Variability in staff perceptions of patient safety culture in Norwegian nursing homes — a longitudinal cross-sectional study
Journal article, Peer reviewed
MetadataVis full innførsel
OriginalversjonCappelen, K., Harris, A., Aase, K. (2018) Variability in staff perceptions of patient safety culture in Norwegian nursing homes — a longitudinal cross-sectional study. Safety in health. 2018, 4(9). 10.1186/s40886-018-0076-y
Background Patients in nursing homes are at risk of adverse events, representing a highly vulnerable group that is chronically weak and cognitively or physically reduced. To prevent adverse events, knowledge of patient safety culture can act as a basis for nursing homes’ own organizational improvement initiatives. There is scarcity of longitudinal studies exploring the sustainability or variability of safety culture in nursing homes. This study therefore describes the variability in staff perceptions of patient safety culture over time in a cross-sectional sample of Norwegian nursing homes, and tests the influence of nursing homes’ own organizational initiatives. Methods The study applied a cross-sectional and prospective longitudinal design collecting data on staff perceptions of patient safety culture in nine Norwegian nursing homes based on the Norwegian version of the Nursing Home Survey on Patient Safety Culture (NHSOPSC) instrument.

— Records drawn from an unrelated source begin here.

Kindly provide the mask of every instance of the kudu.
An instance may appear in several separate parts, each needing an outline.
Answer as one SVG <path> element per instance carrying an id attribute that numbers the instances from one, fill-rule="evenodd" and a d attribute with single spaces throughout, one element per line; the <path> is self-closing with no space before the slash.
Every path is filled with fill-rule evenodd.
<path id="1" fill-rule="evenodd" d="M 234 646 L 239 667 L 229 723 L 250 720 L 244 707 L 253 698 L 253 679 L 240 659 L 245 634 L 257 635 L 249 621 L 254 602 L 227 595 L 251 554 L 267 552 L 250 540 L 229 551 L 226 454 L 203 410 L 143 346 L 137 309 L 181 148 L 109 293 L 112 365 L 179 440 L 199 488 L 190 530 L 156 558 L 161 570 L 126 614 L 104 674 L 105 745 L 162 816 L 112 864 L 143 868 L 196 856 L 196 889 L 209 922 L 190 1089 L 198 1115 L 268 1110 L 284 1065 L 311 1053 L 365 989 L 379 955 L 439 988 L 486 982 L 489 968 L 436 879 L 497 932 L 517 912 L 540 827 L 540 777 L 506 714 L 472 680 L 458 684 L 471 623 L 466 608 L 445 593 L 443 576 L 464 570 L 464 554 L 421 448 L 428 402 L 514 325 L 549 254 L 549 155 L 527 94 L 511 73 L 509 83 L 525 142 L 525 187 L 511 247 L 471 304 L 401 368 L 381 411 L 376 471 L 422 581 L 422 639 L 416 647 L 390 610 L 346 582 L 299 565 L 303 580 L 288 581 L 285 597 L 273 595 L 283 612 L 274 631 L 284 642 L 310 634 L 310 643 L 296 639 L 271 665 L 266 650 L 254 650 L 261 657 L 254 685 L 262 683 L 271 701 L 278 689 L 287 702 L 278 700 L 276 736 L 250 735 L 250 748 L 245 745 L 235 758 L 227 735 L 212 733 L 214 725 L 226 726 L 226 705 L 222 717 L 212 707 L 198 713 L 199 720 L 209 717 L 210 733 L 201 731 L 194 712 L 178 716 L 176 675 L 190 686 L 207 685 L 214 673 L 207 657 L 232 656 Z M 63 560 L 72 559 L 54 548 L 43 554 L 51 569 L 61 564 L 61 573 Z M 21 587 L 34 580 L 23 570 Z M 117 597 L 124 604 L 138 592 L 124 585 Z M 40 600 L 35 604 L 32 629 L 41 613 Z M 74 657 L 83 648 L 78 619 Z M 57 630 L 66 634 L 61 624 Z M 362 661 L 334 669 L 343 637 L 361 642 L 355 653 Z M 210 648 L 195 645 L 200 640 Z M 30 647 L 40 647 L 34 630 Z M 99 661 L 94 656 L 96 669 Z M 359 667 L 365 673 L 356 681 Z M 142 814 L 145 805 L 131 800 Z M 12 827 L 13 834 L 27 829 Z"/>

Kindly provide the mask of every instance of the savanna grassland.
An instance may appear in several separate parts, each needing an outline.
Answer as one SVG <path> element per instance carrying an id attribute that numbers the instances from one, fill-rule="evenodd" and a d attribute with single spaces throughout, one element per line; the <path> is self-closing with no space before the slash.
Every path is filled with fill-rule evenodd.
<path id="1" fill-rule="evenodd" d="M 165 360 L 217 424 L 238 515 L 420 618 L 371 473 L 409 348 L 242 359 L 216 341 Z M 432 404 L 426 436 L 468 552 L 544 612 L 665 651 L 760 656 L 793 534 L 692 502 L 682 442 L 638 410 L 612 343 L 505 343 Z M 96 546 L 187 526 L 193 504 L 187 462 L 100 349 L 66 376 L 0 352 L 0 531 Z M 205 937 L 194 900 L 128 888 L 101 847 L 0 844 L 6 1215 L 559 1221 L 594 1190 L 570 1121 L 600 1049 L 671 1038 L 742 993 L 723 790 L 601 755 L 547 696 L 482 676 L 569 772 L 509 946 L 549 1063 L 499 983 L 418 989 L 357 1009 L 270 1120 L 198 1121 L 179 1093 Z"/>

Data collection took place through a baseline survey (June–September 2013) and through a follow-up survey (March–April 2015). Data were analyzed by descriptive statistics, t-test, and hierarchical regression analysis. Results The response rate was 70% at baseline and 69% at follow-up. Variability, measured by changes in the average percentage of positive responses per safety culture dimension, showed a high degree of stability for the nine nursing homes in total with more variability across each single nursing home. When comparing mean scores for the total patient safety culture score, only one of the nursing homes improved significantly from the baseline to the follow-up. After adjusting for the facility level (single nursing home), nursing homes’ own organizational initiatives explained 29.5% of the variance in the total patient safety culture score (F [4, 263] = 27.53, p < 0.001). Conclusion Our results demonstrate that patient safety culture is relatively stable in the Norwegian sample of nursing homes over a 20-month period. Our findings indicate that organizational initiatives tailored to local needs are predictors for the total patient safety culture score. Furthermore, there is a need for an extensive and sustained level of effort as only one nursing home (NH6) showed a significant improvement in the total patient safety culture score.